SLAs can be either very general or extremely detailed, and generally include the steps that should be taken by the service provider and the client in the event of failure. The service provider guarantees that the services it provides will be available for a certain percentage of time (for example, 99.9%). The provider also is able to impose limits on maximum and average response times, to notify the client of SLA downtime or before changes to network interfaces take place, and take advantage of Internet-based workflow automation, distribution, and reporting technologies. The client obtains rights and remedies if the provider fails to meet defined performance levels over the course of specified time periods. These rights, remedies, and exceptions vary from one SLA to another. The client also agrees to accept specified exceptions to the general terms of the agreement.

In each SLA, the service level must be precisely defined; otherwise, the parties will not have an agreement on what service or performance criteria the SLA is measuring at what level. For instance, a client may believe that an agreed service level measures Network A, Network B, and Network C, with the latter two connected to the first, while the service provider believes it measures Network A only. Also important are the decimal places in the uptime availability percentage: for example, there is less allowable downtime with 99.999% uptime than with 99.9% uptime hours of downtime a year compared to days. The SLA should include an exit clause for the client; the client will want the option to terminate the agreement should its business operations interrupt too often due to unsatisfactory resolutions for recurring availability, reliability, and security problems.


SLA evolution

SLAs have been around for a while. In the 1960s, they were the general operating procedures for achieving defined service levels and responding to service problems to which a user organization agreed when buying or renting machine time on a mainframe. The big iron was the enterprise system by default, as no other technologies could match its processing capabilities.

When the client/server and networked desktop systems entered the world of computers, the notion of the distributed network system was conceived. These systems later evolved into enterprise-wide systems that ran the enterprise resource planning (ERP), supply chain management (SCM), and customer relationship management (CRM) systems across the networks.

During this evolution, enterprise dependence on the Internet has raised the visibility of the effects of network delays of a company's suite of applications. At the same time, the user (that is, the client) has committed itself to certain quality of service guarantees encompassing availability, reliability, and response time to ensure uninterrupted business operations, and has relied on external service providers to provide application, Internet, network, managed, and other services. As a result, SLAs have become more complex and broader in scope, with the user having several SLAs with different providers. A provider, in turn, may have its own SLAs with other providers, each with a different set of requirements, measurement criteria, and exceptions


New directions: Covering Web services with SLAs

New directions in the Internet (and also corporate intranets) provide new means and opportunities to converge and integrate disparate systems from different sources -- via Web services. Web services have made SLAs more challenging as the relationships among providers become more complex in the ever-expanding world of distributed network systems. These SLAs are seen as more than guaranteeing network performance and uptime availability; they are used to guarantee application performance as well, as each Web service has different characteristics and network requirements. Today, some SLAs can be or are already exposed as public Web services.

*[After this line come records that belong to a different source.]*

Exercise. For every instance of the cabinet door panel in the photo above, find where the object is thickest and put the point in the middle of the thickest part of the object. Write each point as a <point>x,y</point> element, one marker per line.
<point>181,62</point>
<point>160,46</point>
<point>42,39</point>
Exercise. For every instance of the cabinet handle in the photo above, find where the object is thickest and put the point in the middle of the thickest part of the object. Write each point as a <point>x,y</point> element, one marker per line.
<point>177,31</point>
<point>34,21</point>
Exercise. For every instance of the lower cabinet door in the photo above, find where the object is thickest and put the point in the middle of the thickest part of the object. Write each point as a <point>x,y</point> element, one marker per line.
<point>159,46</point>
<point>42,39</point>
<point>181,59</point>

All Web services provide the flexibility of integrating and modifying system components over the Web to allow the user to change requirements and cope with competition for network resources under certain traffic conditions. This flexibility, however, is constrained by Simple Object Access Protocol (SOAP) and Universal Description and Discovery Interface (UDDI) interoperability issues, since the standard specifications for these protocols have been interpreted differently by major vendors. This means that interoperability issues must be resolved for a Web service before it is launched into the production environment and exposed as a public service in UDDI or in another public registry. This is true of a SLA-covered Web service (which we'll sometimes refer to as an SLA Web service) as well, whether that service stands alone or is part of a suite of Web services. A good example of the latter would be a single SLA that applies to every piece of a Web infrastructure, from the Internet to Web services applications.


SLA Web services architecture

Let me take a look at the architecture for a SLA-covered Web service before I go any further. This architecture, as shown below in Figure 1, requires three service roles: a service provider, a service client, and a service broker. The service provider publishes a SLA-covered Web service by creating a Web service on an appropriate platform and generating a WSDL document and a basic SLA for the service. It next sends service details to the service broker for storage in a repository. The service client registers with the broker, and then searches and finds the appropriate Web service in the broker's repository, retrieving the WSDL and SLA for the service. It then negotiates with the provider to formalize and finalize the SLA and bind to its Web service.

Figure 1. Architecture for a Web service covered by a SLA
Architecture for a Web service covered by a SLA

Getting ready for the real world: Testing mechanisms

Any Web service covered by a SLA must be monitored for scalability and performance as they pertain to HTTP, HTTPS, SOAP, UDDI, and Web Service Description Language (WSDL). All SOAP, WSDL, and other interoperability issues must be resolved before a SLA-covered Web service is launched into a production environment. Since the provider offering the service may be financially liable under the terms of the SLA if the service does not meet certain standards, it is particularly important to make sure that all such problems are under control.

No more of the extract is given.